Question: Which of these people is a criminal and which is a terrorist? Why?



Applying Occam's Razor, the simplest answer is also the correct one... It doesn't matter.



Regardless of motivation, a crime is a crime and should be handled in the same measured, detached manner prescribed by our judicial system. Calling a person a terrorist is a pointless name game resulting in unnecessary fear and tragic overreaction. There are thousands of Christian Americans passionate for a cause. They talk tough, attend rallies, carry signs. They do not shoot people or blow things up. There are thousands of American Muslims who object to the military invasion of Iraq. They rail on web sites, reinforce their views at mosques, they applaud America's military difficulties in Afghanistan. They also do not shoot people or blow things up. Muslim extremists are no different from Christian extremists and should be treated no differently.



We are a country of laws. Americans never miss an opportunity to parade our freedoms and our Constitution through the streets. We take great pride in any effort to bring that freedom to others. We cheer the rule of law when it's exported to Iraq and Afghanistan. Sadly, when opportunities arise to apply those same noble principles in our own country, we look to Dick Cheney and Sarah Palin for guidance. Bolstered by the clownish rhetoric of Glen Beck and Bill O'Reilly, we respond to every threat by breaking out the torches and pitchforks.



Amy Bishop was a Harvard PhD yet no one (except maybe Sean Hannity) is looking for the motivation for her rampage in Cambridge. If you shoot three professors in Alabama you're a headcase; if you shoot a doctor in a church you're a misguided baby-saver; if you shoot 43 soldiers on an Army base, you're a Muslim demon controlled by puppet-masters in the Middle East.

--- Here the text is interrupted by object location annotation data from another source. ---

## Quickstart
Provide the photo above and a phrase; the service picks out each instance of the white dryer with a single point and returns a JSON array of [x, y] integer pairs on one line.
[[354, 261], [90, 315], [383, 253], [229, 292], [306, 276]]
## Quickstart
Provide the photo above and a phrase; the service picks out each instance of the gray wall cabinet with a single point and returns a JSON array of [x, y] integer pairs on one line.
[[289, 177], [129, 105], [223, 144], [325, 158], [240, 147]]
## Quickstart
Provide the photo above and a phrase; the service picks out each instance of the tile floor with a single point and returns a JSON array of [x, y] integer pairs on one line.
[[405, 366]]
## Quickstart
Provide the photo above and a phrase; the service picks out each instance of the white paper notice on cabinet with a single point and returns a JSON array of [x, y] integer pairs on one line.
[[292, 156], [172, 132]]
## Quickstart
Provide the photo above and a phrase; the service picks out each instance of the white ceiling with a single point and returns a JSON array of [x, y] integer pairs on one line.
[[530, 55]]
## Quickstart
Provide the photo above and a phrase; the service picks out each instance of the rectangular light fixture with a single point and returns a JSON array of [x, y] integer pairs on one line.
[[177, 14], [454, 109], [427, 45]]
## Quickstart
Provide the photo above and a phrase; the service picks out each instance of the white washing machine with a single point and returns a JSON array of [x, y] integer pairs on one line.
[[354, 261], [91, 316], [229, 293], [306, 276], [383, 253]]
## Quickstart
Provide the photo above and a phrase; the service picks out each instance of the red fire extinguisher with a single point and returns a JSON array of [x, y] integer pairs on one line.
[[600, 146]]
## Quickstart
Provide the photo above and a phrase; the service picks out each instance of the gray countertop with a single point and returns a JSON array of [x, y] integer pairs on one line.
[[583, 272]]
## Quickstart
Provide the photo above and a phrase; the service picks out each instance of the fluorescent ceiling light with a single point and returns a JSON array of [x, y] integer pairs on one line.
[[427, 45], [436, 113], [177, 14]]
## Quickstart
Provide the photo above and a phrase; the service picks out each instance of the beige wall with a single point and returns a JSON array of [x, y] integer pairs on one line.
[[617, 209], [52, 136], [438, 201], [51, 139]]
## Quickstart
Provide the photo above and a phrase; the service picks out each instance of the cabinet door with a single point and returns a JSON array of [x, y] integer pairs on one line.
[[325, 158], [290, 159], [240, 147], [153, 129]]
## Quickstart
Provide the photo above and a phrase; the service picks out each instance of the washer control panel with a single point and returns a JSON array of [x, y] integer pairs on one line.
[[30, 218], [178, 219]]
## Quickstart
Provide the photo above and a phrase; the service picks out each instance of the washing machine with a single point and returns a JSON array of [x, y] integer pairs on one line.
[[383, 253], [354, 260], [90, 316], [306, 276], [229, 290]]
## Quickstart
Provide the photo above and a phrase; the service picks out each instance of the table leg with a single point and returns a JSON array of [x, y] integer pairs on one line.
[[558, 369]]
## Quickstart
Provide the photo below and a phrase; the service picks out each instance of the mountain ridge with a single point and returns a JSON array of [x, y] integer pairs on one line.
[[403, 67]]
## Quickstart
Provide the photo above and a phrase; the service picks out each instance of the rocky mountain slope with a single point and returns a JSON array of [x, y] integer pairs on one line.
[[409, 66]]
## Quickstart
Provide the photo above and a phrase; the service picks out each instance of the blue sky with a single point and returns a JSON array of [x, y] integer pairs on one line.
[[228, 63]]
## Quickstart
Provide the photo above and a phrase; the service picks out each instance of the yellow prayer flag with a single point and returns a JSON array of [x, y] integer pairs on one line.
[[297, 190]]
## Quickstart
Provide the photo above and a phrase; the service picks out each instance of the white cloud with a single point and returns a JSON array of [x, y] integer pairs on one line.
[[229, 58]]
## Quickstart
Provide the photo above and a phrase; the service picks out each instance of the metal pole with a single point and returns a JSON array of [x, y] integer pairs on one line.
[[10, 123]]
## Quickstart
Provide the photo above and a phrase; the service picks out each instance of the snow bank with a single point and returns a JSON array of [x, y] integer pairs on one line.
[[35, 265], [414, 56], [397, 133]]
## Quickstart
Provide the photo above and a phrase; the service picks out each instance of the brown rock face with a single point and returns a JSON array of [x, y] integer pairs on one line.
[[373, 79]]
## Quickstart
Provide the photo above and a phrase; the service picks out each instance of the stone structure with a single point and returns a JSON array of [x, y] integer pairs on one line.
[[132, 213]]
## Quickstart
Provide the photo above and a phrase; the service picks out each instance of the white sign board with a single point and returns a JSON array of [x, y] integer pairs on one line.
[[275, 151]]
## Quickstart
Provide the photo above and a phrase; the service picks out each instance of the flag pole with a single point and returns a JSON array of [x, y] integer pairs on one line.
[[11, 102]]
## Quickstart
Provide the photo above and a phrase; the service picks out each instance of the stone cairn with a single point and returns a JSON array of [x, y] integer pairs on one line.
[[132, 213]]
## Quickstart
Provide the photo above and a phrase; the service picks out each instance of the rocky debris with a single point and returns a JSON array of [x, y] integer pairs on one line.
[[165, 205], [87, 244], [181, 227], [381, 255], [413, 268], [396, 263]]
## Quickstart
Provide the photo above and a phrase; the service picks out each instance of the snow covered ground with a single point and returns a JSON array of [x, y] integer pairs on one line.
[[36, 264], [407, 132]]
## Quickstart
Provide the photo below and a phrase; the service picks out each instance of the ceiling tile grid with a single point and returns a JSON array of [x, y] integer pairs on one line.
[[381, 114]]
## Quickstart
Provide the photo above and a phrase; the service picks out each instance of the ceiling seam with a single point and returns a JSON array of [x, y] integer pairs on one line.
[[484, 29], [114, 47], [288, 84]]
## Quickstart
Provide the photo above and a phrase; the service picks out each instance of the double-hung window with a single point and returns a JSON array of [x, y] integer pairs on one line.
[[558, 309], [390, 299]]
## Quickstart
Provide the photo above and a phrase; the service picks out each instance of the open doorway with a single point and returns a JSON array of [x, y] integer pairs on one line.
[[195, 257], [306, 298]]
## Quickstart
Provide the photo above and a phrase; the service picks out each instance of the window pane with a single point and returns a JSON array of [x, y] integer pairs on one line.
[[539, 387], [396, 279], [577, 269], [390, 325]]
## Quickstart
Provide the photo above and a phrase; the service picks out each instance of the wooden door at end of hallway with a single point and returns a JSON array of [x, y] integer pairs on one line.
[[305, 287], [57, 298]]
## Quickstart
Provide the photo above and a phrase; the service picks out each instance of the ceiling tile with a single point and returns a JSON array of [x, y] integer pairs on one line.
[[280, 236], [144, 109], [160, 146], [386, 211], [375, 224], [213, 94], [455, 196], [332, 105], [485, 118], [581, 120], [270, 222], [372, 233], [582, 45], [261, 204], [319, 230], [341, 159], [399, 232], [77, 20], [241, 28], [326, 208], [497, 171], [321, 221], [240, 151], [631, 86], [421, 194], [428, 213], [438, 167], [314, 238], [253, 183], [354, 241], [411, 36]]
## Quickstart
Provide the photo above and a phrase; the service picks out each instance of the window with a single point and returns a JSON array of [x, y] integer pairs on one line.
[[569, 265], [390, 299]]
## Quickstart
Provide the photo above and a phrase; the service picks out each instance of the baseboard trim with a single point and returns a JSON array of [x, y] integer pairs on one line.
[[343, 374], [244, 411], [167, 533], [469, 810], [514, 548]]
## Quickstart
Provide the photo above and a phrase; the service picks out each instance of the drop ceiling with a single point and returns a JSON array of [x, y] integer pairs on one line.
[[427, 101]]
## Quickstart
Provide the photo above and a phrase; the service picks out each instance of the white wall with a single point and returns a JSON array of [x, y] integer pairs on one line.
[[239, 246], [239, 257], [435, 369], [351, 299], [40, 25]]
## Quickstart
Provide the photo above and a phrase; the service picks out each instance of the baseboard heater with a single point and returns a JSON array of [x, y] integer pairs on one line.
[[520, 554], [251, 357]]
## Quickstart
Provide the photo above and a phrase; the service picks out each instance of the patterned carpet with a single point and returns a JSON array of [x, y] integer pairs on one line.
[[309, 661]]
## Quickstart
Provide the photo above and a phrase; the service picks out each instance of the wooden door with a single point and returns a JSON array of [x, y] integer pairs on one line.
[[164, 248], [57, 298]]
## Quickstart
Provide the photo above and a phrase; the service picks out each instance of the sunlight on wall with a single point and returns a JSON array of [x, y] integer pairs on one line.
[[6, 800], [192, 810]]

When tragedy strikes, America seeks answers. What were the warning signs that we missed? How can we prevent another Ft. Hood or another Virginia Tech? Frustration over the senseless loss of life prompts us to lash out in all directions. After 9-11 many dark-skinned citizens were harassed including turban-wearing Sikhs. Strangely, after the Tiller shooting, no one (except maybe Keith Olberman) was suggesting we keep an eye on Bill O'Reilly's ardent fans. After Virginia Tech, there was no increase in surveillance of Korean Americans.


What escapes notice is that right-wing extremists, hungry to find any excuse to abandon democratic principles of due process in favor of a rope and a tree, never think to attack or question the Second Amendment. I defy you to find one single conservative talker who suggested that, had Major Hasan's weapons been tougher to obtain, a tragedy might have been averted or minimized. If you imagine that an Army doctor has access to military firearms, you know nothing about the military.


You would expect the Hannitys and Becks to demand frontier justice. They have never seen a fire that couldn't use a good dose of gasoline. Political leaders however, should know better. Elected officials are presumed to understand the laws and the ramifications of ignoring them. It's why we elect people trained in the law, not in TV ratings. Sadly, Conservatives and by extension Republicans, have decided that pandering to the baser emotions of Americans is easier and more expedient than leading. God help us if they succeed.



When people commit crimes in America or against Americans we arrest them, read them their rights, put them on trial and if guilty, lock them up. (If, after 44 years you don't understand Miranda, you don't watch enough Law and Order.) No exceptions. No.. "but what ifs..".



If you are captured on the battlefield (in the thousands of years of combat this has never been an obscure concept) you are a prisoner of war. Goodbye Department of Justice; hello Geneva Convention. We don't mix and match. You are not in line for Dick Cheney Justice (which is no justice) because you pray to Mecca. Those battlefields are in Iraq and Afghanistan, period. Seat 17F of a commercial airliner is not a battlefield.